Anatomy of a storm: Flossie's almost direct hit on Hawaii
It may have felt like Hawaii was hit by a tropical storm, but technically, it wasn't.
Hawaii has seen its share of stormy weather over the past few years, but it has been decades since a powerful tropical cyclone actually hit Hawaii.
Flossie seemed to end this drought as the tropical storm brought downpours and a spectacular lightning show, but in the end the storm turned out to be a very close miss because it did not make landfall in the islands.
Flossie formed in the Pacific Ocean 10 days ago, fueled by warm ocean water, quickly becoming a tropical storm.
It headed northwest toward Hawaii and grew stronger, seeming to take aim at the islands.

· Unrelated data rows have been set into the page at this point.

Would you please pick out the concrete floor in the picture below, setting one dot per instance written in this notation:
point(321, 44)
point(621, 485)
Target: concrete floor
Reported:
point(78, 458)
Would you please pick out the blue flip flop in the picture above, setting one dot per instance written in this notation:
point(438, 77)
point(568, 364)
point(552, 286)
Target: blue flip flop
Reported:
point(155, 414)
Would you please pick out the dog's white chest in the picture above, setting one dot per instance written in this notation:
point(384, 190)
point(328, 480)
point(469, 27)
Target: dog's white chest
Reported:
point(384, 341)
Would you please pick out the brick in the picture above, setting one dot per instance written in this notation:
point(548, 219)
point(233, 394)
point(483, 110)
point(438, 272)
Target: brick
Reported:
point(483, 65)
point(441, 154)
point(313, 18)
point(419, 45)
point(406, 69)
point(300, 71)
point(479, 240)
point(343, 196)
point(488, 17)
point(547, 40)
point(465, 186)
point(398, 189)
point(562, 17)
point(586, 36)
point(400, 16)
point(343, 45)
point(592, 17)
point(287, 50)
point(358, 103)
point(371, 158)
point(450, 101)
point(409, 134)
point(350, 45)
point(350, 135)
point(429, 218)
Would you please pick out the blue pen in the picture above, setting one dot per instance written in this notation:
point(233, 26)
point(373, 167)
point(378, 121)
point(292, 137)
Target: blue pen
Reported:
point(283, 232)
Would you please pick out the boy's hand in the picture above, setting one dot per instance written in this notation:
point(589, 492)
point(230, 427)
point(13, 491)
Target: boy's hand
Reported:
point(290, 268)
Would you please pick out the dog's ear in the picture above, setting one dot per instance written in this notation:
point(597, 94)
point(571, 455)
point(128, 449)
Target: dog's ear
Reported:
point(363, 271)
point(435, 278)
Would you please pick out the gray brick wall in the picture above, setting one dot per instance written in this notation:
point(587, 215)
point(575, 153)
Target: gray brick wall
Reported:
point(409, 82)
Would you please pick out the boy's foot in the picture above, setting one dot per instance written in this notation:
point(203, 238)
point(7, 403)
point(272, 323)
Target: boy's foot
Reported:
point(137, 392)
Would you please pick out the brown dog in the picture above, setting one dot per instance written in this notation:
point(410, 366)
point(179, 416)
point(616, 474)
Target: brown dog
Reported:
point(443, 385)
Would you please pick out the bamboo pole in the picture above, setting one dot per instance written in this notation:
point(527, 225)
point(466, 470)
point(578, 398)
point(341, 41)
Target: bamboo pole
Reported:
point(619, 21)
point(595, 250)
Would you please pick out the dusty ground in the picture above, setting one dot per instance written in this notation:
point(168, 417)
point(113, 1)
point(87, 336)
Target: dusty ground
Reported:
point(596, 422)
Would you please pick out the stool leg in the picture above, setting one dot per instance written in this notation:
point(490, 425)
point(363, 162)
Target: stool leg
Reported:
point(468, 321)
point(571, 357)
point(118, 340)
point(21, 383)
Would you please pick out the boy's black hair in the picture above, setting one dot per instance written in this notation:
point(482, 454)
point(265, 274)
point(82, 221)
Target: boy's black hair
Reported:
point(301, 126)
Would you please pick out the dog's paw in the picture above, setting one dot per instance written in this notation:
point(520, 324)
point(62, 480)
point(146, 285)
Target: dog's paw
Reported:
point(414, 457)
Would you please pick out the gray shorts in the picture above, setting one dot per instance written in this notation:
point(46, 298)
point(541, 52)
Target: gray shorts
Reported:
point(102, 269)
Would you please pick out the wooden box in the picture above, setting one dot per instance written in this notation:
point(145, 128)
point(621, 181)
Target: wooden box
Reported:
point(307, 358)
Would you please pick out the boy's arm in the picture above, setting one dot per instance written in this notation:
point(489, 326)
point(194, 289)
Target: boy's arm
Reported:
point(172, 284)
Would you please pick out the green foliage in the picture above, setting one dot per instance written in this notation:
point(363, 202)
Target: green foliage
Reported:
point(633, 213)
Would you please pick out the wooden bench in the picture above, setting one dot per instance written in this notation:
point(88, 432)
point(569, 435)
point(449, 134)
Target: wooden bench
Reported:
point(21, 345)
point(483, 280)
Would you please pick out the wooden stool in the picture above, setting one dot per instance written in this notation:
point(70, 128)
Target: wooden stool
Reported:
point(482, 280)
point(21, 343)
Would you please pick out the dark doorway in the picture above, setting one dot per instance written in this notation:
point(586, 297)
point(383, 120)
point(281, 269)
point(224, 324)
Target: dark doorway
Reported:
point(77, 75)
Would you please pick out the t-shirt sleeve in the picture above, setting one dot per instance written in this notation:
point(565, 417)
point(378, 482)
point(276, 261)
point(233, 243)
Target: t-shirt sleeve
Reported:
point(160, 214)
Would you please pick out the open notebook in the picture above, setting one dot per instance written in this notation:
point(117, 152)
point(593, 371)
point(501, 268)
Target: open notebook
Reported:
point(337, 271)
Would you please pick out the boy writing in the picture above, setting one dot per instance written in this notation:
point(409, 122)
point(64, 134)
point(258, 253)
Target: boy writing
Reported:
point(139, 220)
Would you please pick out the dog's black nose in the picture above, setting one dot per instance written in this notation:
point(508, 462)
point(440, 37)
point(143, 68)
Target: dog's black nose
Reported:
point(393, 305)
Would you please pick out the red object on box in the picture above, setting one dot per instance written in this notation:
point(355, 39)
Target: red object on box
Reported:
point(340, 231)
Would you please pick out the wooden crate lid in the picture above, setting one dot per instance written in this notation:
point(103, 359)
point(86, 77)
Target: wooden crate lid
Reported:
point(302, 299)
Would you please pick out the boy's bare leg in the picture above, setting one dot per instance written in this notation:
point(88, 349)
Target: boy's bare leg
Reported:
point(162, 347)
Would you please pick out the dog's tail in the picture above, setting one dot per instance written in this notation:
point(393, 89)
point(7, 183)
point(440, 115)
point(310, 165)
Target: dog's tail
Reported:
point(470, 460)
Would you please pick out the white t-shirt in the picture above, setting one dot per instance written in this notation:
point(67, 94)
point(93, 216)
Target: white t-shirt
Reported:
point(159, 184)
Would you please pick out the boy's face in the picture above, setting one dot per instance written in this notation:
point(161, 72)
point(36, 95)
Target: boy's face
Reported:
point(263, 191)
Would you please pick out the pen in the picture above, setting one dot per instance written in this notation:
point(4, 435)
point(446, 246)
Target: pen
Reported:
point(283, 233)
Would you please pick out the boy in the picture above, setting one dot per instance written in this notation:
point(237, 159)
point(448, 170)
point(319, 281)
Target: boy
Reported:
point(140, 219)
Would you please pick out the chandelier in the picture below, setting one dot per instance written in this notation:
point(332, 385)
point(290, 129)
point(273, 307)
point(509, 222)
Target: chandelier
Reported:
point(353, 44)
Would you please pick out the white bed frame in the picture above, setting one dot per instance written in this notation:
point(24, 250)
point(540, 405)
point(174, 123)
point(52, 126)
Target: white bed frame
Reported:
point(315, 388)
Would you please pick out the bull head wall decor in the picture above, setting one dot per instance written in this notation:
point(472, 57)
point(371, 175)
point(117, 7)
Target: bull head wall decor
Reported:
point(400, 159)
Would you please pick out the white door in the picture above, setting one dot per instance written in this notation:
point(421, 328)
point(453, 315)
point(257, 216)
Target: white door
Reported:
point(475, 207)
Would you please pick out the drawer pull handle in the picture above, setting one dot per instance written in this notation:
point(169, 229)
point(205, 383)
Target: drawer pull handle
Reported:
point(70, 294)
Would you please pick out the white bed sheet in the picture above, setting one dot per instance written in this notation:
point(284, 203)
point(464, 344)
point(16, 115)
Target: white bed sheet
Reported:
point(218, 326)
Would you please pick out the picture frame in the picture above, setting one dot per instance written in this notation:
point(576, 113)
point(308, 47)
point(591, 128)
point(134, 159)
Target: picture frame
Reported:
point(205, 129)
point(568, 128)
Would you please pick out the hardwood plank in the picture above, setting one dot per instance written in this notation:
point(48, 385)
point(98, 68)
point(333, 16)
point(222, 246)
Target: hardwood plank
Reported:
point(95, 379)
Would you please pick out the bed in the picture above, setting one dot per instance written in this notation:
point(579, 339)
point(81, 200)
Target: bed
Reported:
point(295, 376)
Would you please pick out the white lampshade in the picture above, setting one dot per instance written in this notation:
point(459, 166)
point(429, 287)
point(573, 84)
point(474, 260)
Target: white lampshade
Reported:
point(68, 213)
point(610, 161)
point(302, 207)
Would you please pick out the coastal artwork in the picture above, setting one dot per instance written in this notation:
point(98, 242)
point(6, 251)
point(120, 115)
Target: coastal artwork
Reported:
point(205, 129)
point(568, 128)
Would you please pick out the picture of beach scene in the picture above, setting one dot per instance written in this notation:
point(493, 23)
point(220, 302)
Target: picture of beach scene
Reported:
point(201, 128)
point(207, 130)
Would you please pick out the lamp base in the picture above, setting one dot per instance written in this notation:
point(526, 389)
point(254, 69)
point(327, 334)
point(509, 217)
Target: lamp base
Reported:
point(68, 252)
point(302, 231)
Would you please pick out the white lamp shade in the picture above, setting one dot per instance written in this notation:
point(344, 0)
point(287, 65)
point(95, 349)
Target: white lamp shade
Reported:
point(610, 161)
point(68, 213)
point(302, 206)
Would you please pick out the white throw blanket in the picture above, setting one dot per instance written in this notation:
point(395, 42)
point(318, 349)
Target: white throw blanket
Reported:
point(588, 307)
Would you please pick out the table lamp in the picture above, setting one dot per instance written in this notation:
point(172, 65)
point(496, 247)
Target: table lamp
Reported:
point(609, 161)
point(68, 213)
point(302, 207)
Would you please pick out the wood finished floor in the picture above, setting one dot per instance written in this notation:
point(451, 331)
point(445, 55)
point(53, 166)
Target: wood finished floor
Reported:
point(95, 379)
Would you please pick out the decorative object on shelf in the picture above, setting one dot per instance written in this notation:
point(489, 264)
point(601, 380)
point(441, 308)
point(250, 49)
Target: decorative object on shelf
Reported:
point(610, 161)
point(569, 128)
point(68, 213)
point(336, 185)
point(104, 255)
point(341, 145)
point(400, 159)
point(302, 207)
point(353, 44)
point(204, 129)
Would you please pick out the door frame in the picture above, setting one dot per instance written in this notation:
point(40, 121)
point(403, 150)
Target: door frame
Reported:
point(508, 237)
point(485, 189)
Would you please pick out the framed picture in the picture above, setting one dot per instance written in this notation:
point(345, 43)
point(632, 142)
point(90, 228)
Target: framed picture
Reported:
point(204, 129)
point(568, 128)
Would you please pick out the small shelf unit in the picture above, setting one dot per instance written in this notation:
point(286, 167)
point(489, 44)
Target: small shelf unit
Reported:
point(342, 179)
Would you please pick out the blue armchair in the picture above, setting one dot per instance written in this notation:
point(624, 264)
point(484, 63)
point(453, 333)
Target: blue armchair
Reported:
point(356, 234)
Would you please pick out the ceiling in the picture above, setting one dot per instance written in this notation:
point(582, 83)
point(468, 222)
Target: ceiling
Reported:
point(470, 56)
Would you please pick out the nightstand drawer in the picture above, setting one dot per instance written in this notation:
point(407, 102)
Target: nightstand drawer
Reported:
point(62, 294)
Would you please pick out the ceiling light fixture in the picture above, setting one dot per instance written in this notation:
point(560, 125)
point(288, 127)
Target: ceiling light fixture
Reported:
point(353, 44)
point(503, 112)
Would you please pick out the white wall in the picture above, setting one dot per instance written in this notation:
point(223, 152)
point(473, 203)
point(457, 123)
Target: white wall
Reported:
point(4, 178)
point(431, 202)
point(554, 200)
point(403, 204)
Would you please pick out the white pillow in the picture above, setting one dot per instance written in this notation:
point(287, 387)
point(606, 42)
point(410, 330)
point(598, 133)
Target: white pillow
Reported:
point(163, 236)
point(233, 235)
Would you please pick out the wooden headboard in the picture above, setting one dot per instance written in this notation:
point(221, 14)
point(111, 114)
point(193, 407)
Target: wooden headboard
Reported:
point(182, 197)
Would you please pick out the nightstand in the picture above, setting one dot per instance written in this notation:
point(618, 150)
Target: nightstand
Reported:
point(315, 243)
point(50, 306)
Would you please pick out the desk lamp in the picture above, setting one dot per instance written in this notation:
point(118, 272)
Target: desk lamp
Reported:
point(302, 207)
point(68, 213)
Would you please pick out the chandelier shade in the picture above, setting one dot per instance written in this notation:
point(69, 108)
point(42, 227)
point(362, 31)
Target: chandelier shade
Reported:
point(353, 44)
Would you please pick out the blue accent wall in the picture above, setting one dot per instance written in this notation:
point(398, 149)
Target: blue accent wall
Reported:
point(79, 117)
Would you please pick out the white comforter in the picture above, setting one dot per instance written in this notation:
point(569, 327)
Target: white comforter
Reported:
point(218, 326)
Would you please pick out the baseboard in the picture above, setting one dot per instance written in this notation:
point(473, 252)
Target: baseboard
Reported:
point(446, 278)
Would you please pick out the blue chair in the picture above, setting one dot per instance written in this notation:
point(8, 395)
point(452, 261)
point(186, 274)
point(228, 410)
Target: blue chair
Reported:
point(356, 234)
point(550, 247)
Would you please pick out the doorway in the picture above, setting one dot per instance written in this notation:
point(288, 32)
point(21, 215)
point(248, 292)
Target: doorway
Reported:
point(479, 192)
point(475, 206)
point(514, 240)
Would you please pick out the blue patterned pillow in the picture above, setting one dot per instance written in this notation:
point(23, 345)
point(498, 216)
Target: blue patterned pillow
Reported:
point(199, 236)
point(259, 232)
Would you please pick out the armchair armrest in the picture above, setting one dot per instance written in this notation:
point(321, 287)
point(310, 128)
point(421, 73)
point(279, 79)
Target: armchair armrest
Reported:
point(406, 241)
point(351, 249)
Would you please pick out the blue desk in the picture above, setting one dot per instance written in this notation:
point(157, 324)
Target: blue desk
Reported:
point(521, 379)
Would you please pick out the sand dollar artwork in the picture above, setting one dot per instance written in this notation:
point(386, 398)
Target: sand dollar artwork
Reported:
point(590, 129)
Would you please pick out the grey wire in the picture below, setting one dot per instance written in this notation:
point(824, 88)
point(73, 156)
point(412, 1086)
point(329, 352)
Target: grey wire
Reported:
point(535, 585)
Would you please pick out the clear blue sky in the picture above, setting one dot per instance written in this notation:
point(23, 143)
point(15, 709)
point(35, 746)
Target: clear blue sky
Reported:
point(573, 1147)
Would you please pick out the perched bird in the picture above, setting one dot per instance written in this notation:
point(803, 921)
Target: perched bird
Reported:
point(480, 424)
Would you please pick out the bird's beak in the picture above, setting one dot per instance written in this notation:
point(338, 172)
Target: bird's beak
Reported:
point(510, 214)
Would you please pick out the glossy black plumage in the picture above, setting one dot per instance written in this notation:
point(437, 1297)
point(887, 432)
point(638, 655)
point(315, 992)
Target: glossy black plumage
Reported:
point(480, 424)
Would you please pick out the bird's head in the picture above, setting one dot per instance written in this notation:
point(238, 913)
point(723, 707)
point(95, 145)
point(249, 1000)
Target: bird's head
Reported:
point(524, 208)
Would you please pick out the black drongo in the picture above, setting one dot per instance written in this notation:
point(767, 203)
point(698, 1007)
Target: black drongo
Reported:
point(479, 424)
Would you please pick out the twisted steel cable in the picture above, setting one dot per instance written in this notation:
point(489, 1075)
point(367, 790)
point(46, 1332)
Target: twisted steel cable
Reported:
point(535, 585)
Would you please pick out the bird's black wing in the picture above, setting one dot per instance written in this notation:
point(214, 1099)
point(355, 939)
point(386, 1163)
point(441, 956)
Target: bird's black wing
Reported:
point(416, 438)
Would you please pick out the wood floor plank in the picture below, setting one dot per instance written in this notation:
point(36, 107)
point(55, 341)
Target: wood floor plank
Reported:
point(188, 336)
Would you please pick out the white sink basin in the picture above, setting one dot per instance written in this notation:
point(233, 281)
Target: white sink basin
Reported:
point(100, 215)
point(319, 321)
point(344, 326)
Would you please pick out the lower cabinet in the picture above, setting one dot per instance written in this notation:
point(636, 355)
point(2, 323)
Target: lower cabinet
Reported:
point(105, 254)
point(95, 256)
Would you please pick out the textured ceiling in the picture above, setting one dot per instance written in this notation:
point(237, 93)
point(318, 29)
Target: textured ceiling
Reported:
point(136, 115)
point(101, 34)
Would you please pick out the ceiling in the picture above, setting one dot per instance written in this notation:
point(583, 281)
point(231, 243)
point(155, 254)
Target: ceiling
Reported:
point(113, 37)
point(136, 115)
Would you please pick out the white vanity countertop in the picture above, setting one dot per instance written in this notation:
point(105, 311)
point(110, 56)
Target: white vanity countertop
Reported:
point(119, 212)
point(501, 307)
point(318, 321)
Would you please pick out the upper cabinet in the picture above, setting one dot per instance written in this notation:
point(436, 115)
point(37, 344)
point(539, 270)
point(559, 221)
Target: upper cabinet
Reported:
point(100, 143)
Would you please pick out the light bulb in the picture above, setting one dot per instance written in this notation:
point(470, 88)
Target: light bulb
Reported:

But just before it arrived, the center of Flossie took a job to the north, while the thunderstorms that helped to fuel it went to the south over the state.
Those dramatic thunderstorms dumped rain over Maui County, as Flossie weakened into a tropical depression.
The storm didn't make a direct hit, and neither did sustained winds of more than 40 mph.
Even though Flossie was closely tracked and monitored, this storm still had some surprises, even for the experts at the Central Pacific Hurricane Center.
"We kept expecting a weakening trend, but on consecutive nights we saw Flossie take some intensification trends that was some of the more surprising things with Flossie," said one CPHC meteorologist.